Gigabyte B650E AORUS Master
Form Factor: ATX | Memory Speed: 6600MHz | Max RAM: 128GB | M.2 sockets: 4 | Audio: Realtek ALC1220-VB
- More affordable than X670 with few concessions
- All four M.2 slots support PCIe 5.0
- Outstanding VRM and cooling support
- Populating all four M.2 slots halves GPU bandwidth
Unlike the B660 for Intel Alder Lake, B650 boards started arriving only a few weeks after AM5 launched. The B650E was among the first to make an impression. It sports formidable VRMs, isn’t stingy with gen-five storage, and demonstrates what the best Ryzen 7900X motherboards in the mid-range have to offer.
Gigabyte’s designers usually had more freedom with B-series boards. However, this one is in line with the generational shift towards somber tones & less daring looks.
A light-up AORUS mascot on the I/O shroud is the most prominent outlier, followed by a medium-gray area covering the chipset heatsink. Like the Elite AX, the B650E Master has five RGB headers that offer customization through the new Gigabyte Control Center.
Big kudos to Gigabyte for not downgrading the X670E Master’s VRM! While the heatsinks that cool them are bulky rather than finned, the phases themselves are still in a 16+2+2 configuration. Those supplying the 7900X do so with 105A apiece. In short, you can overclock to your heart’s content without fear of overheating or inadequate power delivery.
Master of the Mainstream
The Master’s approach to storage is peculiar as Gigabyte did some next-level juggling to make the most out of the available PCIe 5.0 lanes.
All four of its M.2 sockets adopt the new standard! Before you get too excited, keep in mind that populating all of them will halve the main GPU slot’s available lanes to x8. That remains true even if you’re using a PCIe 4.0 device, which all current GPUs are.
The impact this has on graphics performance is negligible, so many users will take the plunge. That top slot also rocks a prominent release latch. While not as handy as a quick-release button, it still makes dislodging your old GPU easier. The other two slots are similar to the Elite AX’s, except the bottom one is PCIe 4.0 x2.
Support for fewer USB connections is another of B650’s limitations. You’ll feel it most when case shopping since the single USB 3.2 Gen 1 header is good for only two ports. A Thunderbolt 4 add-in option and 20Gbps USB-C are there to compensate.
No such limitations exist for cooling, and the B650E Master lives up to Gigabyte’s reputation in that respect. Being able to outfit the 7900X with an excellent cooler or AIO is a given. However, it’s possible to turn your PC into a freezer through four fan and as many hybrid fan/pump headers.
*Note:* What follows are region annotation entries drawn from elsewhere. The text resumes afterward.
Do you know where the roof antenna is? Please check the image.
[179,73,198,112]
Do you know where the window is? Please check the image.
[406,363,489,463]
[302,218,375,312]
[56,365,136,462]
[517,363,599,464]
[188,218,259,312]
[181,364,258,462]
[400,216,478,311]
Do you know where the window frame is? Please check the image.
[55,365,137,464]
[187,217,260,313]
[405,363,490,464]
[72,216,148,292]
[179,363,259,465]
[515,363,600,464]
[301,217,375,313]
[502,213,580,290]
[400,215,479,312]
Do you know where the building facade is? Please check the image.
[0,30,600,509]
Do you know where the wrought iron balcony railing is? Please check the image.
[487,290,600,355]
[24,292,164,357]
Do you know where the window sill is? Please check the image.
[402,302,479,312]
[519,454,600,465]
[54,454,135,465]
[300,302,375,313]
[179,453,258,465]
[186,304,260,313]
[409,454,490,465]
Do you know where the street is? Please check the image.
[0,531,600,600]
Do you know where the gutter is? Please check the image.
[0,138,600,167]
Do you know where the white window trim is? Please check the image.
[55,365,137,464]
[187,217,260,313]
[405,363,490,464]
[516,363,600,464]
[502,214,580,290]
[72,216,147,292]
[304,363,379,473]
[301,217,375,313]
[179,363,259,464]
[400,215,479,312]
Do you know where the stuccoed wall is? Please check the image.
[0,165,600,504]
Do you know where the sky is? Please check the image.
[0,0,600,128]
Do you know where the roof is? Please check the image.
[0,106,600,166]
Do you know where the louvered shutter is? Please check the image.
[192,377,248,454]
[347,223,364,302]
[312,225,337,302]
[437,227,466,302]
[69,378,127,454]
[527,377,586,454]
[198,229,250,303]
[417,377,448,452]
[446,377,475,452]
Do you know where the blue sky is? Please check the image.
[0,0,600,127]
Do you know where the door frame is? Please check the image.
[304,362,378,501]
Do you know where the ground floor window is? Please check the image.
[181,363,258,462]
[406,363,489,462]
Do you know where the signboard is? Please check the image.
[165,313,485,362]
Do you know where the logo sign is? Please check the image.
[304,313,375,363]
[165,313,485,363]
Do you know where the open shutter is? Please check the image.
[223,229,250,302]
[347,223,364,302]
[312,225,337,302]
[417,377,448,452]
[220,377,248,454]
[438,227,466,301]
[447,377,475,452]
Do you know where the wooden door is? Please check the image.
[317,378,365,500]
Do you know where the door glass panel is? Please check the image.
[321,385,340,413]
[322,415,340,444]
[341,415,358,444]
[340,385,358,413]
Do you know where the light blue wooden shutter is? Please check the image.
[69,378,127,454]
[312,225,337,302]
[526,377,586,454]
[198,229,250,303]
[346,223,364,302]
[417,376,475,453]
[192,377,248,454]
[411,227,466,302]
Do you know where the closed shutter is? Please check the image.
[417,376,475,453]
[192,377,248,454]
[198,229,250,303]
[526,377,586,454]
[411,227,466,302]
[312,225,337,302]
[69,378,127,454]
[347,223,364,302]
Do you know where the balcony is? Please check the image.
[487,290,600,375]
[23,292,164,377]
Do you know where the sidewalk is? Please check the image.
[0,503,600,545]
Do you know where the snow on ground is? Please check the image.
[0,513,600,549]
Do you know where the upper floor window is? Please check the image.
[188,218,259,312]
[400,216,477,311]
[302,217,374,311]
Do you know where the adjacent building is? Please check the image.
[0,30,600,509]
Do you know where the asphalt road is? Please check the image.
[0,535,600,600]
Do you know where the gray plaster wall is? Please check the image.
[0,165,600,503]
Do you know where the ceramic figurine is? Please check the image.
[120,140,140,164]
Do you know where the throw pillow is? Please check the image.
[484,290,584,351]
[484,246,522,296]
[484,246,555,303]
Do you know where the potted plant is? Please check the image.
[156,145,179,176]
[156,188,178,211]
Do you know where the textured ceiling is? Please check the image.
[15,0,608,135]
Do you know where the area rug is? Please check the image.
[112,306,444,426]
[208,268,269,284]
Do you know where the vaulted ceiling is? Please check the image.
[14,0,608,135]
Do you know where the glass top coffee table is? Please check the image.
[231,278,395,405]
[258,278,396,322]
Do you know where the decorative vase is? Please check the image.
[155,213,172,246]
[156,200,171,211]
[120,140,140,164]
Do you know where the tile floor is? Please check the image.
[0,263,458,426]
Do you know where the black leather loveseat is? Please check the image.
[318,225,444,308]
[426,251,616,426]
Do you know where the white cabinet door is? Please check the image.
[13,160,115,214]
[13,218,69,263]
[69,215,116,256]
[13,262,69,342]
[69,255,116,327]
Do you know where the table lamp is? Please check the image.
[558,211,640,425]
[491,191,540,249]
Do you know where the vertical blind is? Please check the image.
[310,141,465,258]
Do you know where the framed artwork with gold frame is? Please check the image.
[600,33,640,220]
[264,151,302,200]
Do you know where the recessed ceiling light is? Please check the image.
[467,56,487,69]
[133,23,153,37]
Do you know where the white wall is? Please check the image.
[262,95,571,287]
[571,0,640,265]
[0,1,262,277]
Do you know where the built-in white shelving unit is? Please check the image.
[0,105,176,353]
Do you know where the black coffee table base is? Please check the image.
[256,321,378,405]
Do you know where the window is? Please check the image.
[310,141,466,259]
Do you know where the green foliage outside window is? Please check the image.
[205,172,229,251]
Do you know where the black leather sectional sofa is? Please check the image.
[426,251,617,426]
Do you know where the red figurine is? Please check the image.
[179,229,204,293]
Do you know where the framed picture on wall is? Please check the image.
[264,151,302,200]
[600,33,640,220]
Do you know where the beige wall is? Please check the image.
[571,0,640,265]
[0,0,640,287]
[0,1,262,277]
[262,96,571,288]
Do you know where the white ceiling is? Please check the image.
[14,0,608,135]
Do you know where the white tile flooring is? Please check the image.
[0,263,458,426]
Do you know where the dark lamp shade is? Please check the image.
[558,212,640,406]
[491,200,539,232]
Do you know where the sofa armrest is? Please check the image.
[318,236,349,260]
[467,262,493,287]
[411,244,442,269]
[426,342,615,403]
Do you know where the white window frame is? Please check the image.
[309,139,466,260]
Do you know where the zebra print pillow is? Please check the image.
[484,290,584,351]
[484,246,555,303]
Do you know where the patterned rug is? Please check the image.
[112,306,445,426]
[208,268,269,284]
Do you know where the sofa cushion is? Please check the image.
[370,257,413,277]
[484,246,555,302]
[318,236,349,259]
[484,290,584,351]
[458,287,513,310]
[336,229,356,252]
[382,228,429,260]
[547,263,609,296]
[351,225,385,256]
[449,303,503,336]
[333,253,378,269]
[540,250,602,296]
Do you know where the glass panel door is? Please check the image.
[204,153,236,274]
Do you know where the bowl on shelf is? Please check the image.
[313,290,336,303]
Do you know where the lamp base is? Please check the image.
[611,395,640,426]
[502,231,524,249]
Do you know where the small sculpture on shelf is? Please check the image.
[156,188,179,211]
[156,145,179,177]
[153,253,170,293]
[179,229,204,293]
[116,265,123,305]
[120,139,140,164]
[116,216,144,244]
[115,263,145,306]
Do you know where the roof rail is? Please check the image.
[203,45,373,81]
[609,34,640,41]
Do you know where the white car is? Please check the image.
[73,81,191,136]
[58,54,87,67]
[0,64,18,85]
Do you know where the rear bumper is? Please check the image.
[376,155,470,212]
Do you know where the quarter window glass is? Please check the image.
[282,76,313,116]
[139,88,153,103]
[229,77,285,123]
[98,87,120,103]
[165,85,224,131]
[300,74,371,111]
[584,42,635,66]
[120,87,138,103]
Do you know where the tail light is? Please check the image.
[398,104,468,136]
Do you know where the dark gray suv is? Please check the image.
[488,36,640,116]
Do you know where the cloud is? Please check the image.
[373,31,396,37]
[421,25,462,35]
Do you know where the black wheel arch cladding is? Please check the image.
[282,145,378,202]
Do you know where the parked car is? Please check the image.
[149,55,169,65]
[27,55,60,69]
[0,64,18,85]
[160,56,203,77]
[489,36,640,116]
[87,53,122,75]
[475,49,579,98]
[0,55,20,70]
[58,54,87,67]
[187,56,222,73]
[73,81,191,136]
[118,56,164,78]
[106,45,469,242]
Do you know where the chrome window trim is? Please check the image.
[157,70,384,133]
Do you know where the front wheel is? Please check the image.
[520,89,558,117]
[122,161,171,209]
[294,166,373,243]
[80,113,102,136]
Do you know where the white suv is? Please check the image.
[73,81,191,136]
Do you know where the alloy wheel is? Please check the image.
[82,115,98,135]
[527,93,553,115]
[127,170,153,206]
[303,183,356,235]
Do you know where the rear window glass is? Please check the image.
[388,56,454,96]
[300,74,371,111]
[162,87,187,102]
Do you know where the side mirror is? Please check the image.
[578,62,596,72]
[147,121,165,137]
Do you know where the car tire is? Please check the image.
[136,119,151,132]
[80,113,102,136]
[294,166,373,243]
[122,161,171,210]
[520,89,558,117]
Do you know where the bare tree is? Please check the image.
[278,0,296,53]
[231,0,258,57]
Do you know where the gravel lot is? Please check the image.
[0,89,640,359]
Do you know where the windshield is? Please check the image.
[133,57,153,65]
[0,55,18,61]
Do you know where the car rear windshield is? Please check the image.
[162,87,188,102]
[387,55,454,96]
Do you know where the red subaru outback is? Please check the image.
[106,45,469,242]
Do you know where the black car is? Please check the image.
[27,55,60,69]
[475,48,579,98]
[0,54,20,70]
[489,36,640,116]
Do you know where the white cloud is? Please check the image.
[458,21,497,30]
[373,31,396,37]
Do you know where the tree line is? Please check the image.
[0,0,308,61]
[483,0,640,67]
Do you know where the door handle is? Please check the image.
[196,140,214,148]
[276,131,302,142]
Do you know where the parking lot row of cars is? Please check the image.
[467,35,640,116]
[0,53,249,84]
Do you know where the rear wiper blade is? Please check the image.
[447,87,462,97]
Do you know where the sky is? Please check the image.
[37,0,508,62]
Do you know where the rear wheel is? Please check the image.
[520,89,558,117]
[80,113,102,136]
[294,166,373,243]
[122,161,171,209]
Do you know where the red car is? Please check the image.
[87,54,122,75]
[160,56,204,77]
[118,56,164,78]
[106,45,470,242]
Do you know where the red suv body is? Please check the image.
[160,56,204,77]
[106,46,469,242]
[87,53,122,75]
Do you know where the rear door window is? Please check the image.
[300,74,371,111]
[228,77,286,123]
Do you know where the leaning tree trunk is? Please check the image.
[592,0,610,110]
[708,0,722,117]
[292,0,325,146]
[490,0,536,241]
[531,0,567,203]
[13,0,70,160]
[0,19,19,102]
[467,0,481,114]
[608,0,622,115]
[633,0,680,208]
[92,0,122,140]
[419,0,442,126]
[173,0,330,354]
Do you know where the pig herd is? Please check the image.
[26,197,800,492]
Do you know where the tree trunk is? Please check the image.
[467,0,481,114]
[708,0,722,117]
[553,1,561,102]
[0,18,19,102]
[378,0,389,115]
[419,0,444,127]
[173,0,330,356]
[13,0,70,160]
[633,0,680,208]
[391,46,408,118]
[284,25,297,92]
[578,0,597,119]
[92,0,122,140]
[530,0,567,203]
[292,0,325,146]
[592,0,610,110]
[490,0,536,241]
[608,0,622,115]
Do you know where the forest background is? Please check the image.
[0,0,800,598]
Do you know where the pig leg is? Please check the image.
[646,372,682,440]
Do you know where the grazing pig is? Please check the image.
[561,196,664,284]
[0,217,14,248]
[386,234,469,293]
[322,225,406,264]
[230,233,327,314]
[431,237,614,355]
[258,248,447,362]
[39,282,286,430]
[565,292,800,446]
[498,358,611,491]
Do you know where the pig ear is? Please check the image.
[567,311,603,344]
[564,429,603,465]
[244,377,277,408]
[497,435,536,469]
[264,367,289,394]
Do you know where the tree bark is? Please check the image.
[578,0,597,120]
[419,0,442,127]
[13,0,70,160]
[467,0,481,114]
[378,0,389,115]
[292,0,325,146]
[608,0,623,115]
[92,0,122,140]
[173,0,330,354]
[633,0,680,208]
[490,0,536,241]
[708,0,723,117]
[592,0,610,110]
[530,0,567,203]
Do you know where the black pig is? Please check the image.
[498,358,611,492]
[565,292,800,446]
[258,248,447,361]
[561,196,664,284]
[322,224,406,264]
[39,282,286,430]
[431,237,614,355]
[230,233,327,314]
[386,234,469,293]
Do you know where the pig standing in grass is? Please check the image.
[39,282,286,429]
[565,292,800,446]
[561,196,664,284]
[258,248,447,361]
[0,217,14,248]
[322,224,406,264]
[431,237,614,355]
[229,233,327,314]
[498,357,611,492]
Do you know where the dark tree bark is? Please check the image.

Other overclocking goodies include temperature & noise sensor headers along with power & reset buttons. The Master is another model with the equivalent of a FlexKey button. It defaults to the reset function but can also be programmed to turn the RGB off, boot into Safe Mode, or directly into the BIOS.
Thirteen USB ports are characteristic of an advanced Gigabyte board. B650 limits their speeds, so 10Gbps USB-C is the best you can hope for. Only four USB-A plugs have the same bandwidth, while the other eight are USB 3.2 Gen and USB 2.0.
Two audio jacks + the optical S/PDIF out are becoming a more common sight. Gigabyte paired them with a set of WIMA capacitors and the still high-end ALC1220-VB codec. iGPU users can turn to HDMI 2.1, while all of us benefit from WiFi 6E and 2.5G Ethernet. Unsurprisingly, the BIOS flash & clear CMOS buttons round out the selection.